I teach Aboriginal cultural to tour guides at Tauondi at Port Adelaide. I've been doing it for about 10 years now and I've been in this game 20 years on and off. Going around visiting schools and talking about Aboriginal culture. Now Aboriginal culture as we know is very diverse. There's over 600 different Aboriginal groups and different languages. What you heard me say was my language, of which there is not much left. I've got a little CD over there which you might like to hear later but that language probably hasn't been spoken in 100 years and I guess I'm lucky in that I was living at the tale end of this part of Australia where our language is dying out very fast, because the old people weren't speaking it or weren't allowed to speak it.

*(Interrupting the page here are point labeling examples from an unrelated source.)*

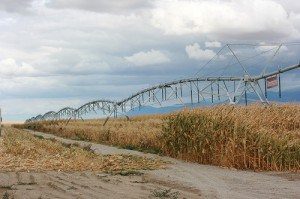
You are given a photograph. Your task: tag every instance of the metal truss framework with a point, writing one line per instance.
(231, 90)
(194, 90)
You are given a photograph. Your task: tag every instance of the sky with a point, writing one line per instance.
(57, 53)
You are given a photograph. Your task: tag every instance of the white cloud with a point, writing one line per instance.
(213, 44)
(9, 67)
(251, 19)
(194, 51)
(265, 47)
(151, 57)
(112, 6)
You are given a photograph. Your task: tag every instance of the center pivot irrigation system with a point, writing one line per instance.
(251, 83)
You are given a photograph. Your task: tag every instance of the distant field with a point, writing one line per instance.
(243, 137)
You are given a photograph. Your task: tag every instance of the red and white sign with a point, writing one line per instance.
(272, 82)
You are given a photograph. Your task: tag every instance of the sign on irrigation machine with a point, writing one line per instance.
(272, 82)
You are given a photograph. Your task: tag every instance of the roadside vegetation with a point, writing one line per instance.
(21, 151)
(243, 137)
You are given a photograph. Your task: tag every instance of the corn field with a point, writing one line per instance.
(243, 137)
(21, 151)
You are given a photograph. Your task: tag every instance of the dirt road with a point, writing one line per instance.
(186, 180)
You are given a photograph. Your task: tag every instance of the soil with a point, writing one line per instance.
(180, 180)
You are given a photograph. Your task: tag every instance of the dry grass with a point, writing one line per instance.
(20, 151)
(252, 137)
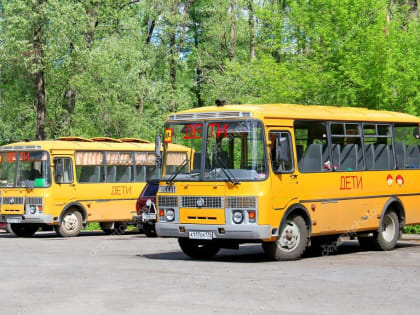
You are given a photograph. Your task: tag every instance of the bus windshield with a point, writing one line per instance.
(234, 151)
(24, 169)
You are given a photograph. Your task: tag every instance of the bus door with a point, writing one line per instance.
(285, 178)
(64, 190)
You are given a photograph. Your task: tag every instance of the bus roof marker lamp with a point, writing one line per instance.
(220, 102)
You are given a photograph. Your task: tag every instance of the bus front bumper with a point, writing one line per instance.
(37, 218)
(237, 232)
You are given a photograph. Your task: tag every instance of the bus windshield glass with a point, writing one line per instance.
(24, 169)
(234, 151)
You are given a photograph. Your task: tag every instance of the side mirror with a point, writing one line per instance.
(59, 172)
(157, 150)
(282, 149)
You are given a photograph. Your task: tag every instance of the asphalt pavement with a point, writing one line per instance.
(132, 274)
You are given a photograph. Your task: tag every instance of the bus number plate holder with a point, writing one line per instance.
(195, 235)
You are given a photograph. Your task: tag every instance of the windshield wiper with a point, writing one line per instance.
(227, 173)
(177, 171)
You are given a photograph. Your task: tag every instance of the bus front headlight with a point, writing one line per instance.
(170, 215)
(238, 216)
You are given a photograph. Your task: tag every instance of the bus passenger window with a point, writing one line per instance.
(346, 147)
(63, 170)
(145, 166)
(378, 146)
(281, 152)
(312, 147)
(119, 167)
(90, 167)
(407, 141)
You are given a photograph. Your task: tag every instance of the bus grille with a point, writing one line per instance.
(12, 201)
(209, 202)
(167, 201)
(242, 202)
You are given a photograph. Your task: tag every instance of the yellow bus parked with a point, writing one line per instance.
(71, 181)
(289, 175)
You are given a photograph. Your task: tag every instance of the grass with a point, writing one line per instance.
(413, 229)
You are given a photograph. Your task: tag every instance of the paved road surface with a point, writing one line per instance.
(131, 274)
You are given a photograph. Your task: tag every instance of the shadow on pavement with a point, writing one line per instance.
(53, 235)
(254, 253)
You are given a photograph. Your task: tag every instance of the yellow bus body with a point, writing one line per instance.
(107, 201)
(334, 202)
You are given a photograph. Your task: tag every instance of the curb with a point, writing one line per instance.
(411, 237)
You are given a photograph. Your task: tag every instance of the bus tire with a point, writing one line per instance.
(387, 238)
(149, 230)
(23, 229)
(198, 250)
(70, 224)
(292, 241)
(105, 229)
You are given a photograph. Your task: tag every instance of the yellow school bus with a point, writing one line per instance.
(71, 181)
(287, 176)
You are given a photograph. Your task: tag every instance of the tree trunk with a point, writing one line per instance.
(93, 22)
(150, 32)
(40, 103)
(251, 24)
(232, 30)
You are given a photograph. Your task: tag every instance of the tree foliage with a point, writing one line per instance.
(118, 67)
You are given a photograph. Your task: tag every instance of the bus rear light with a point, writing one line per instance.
(251, 216)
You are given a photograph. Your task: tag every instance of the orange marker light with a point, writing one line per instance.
(251, 214)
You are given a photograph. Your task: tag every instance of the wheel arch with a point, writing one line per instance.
(396, 204)
(297, 209)
(79, 207)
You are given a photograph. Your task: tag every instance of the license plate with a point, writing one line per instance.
(149, 216)
(13, 220)
(200, 235)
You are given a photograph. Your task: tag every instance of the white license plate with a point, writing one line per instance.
(200, 235)
(149, 216)
(13, 220)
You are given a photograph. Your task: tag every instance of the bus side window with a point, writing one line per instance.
(378, 147)
(346, 147)
(63, 170)
(312, 146)
(281, 152)
(407, 141)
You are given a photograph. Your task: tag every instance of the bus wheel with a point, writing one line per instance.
(197, 249)
(24, 230)
(388, 237)
(70, 224)
(149, 230)
(105, 227)
(292, 241)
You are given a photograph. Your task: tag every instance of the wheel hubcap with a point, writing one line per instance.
(388, 228)
(70, 222)
(289, 238)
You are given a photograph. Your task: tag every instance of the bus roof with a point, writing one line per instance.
(79, 145)
(82, 145)
(293, 111)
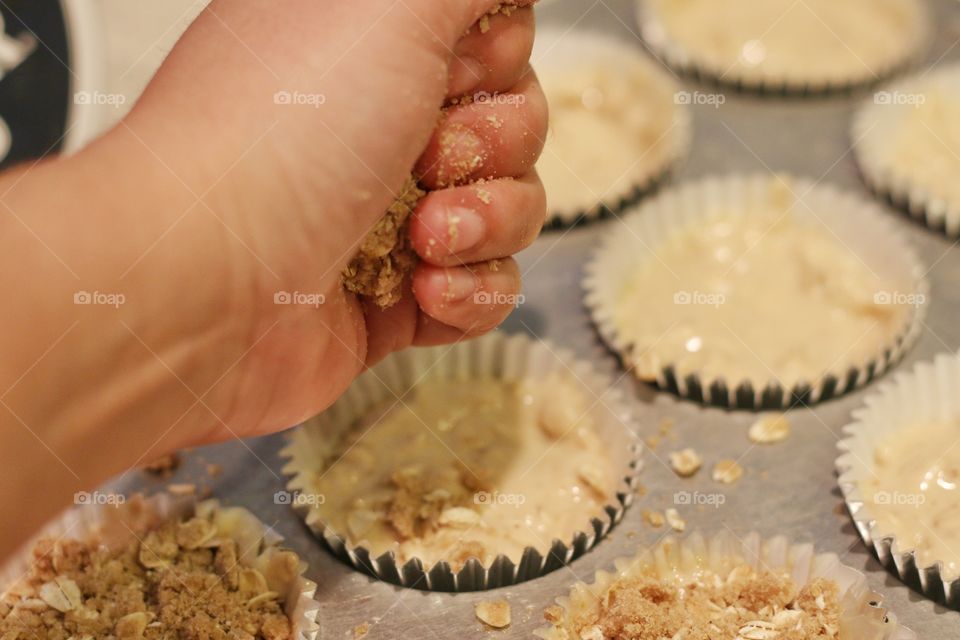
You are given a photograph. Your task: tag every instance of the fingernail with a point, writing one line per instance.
(462, 152)
(461, 284)
(465, 229)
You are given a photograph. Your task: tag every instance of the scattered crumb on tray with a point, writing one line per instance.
(686, 462)
(164, 466)
(493, 613)
(769, 429)
(654, 518)
(727, 471)
(674, 520)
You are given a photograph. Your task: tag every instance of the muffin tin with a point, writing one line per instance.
(788, 489)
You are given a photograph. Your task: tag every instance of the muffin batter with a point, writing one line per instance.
(832, 40)
(610, 130)
(924, 152)
(465, 469)
(740, 602)
(755, 295)
(913, 492)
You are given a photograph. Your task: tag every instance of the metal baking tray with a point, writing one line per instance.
(789, 488)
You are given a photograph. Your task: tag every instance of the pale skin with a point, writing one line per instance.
(210, 197)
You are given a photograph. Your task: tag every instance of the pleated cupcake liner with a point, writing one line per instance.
(495, 356)
(874, 132)
(858, 222)
(928, 392)
(115, 523)
(560, 49)
(676, 57)
(862, 616)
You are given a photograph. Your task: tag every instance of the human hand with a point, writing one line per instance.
(300, 180)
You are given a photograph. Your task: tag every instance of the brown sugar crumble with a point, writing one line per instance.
(494, 613)
(745, 603)
(182, 581)
(164, 466)
(386, 256)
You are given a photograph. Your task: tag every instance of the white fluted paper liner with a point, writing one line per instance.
(557, 51)
(862, 617)
(929, 392)
(876, 130)
(857, 222)
(511, 358)
(114, 525)
(672, 53)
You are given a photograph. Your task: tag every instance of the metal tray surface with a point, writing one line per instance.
(789, 488)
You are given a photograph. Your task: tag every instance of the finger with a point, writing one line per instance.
(431, 332)
(500, 137)
(492, 60)
(461, 225)
(446, 22)
(473, 299)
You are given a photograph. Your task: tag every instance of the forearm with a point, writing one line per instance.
(119, 318)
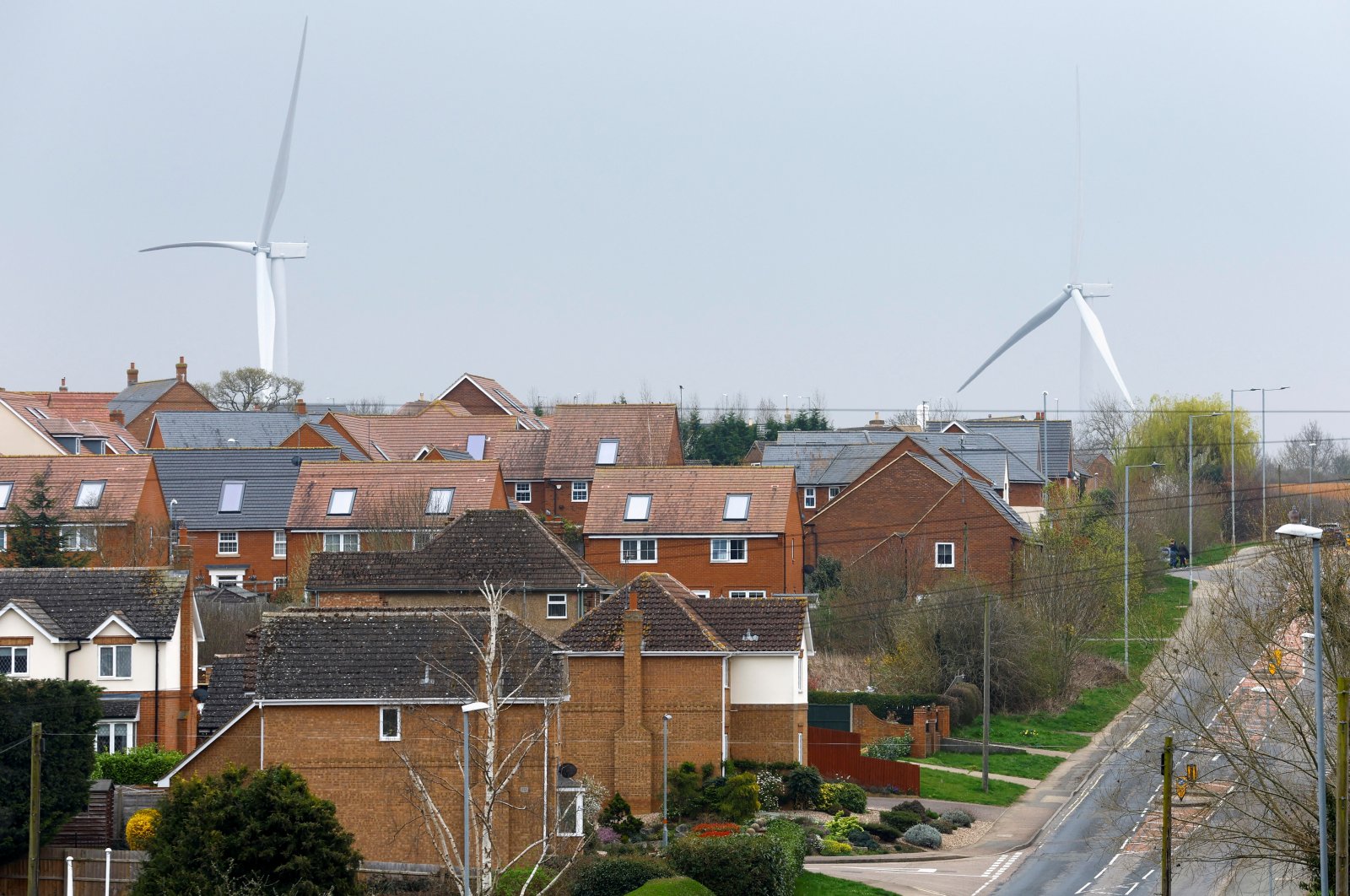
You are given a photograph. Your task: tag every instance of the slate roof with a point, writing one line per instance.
(504, 547)
(396, 655)
(678, 621)
(193, 477)
(71, 603)
(690, 499)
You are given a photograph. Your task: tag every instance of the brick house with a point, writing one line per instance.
(731, 672)
(551, 586)
(111, 506)
(722, 531)
(321, 706)
(230, 509)
(132, 632)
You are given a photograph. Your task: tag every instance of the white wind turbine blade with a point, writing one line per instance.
(1044, 315)
(1094, 328)
(278, 175)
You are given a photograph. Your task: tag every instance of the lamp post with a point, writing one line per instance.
(1127, 468)
(1314, 535)
(1262, 456)
(1233, 461)
(466, 709)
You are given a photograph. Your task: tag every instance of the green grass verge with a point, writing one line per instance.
(963, 788)
(813, 884)
(1014, 764)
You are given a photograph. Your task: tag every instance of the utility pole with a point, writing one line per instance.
(34, 806)
(1167, 817)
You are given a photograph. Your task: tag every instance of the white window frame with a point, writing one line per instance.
(398, 724)
(557, 602)
(115, 652)
(638, 549)
(728, 552)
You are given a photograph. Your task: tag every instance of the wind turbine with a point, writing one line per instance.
(269, 258)
(1075, 292)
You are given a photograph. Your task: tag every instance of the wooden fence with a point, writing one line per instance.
(839, 754)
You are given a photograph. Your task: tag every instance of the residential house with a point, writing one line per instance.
(366, 733)
(134, 632)
(230, 509)
(731, 673)
(111, 508)
(551, 586)
(721, 531)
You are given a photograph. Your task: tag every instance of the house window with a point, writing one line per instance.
(342, 542)
(115, 661)
(341, 502)
(638, 551)
(78, 537)
(391, 724)
(736, 508)
(231, 497)
(728, 549)
(638, 509)
(115, 737)
(439, 501)
(14, 660)
(89, 494)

I guess this gentlemen was saying that there's a relationship between trees and the land itself. Or if trees are chopped down and we can't give that tree a name, or if there's a boulder (like all these moss rocks being moved around in Adelaide and put in people's gardens) there for our dreaming stories that are being removed at a rapid rate, and those little insects that were lying under it. 'Mate the garden looks nice but you're destroying all those little things that relates to a lot of Aboriginal people's dreaming.'

You all know Susans in the Mall, the clothes shop. Anyone been in Rundle Mall. There is a relationship and there is a cycle. Everyone lives in a cycle - everyone's got that same make up. We can almost look and identify Aboriginal people almost specifically even on the way they speak, the way they move, the way they have body language and so forth and where they come. I really can't tell the difference between non-Aboriginal, I mean European people. But I'm just trying to learn that kind of thing.

In our own culture we understand that we can pick people by curly hair, straight hair, broad nose, eyebrows, long limbs, flat feet and so forth. And the colour of our skin may be a lot lighter than normal. We can't get melanoma for some unknown reason and if an Aboriginal fellow went up to the snow country his colour will fade cause he's in the light so much. Maybe the sun has got something to do with our make up.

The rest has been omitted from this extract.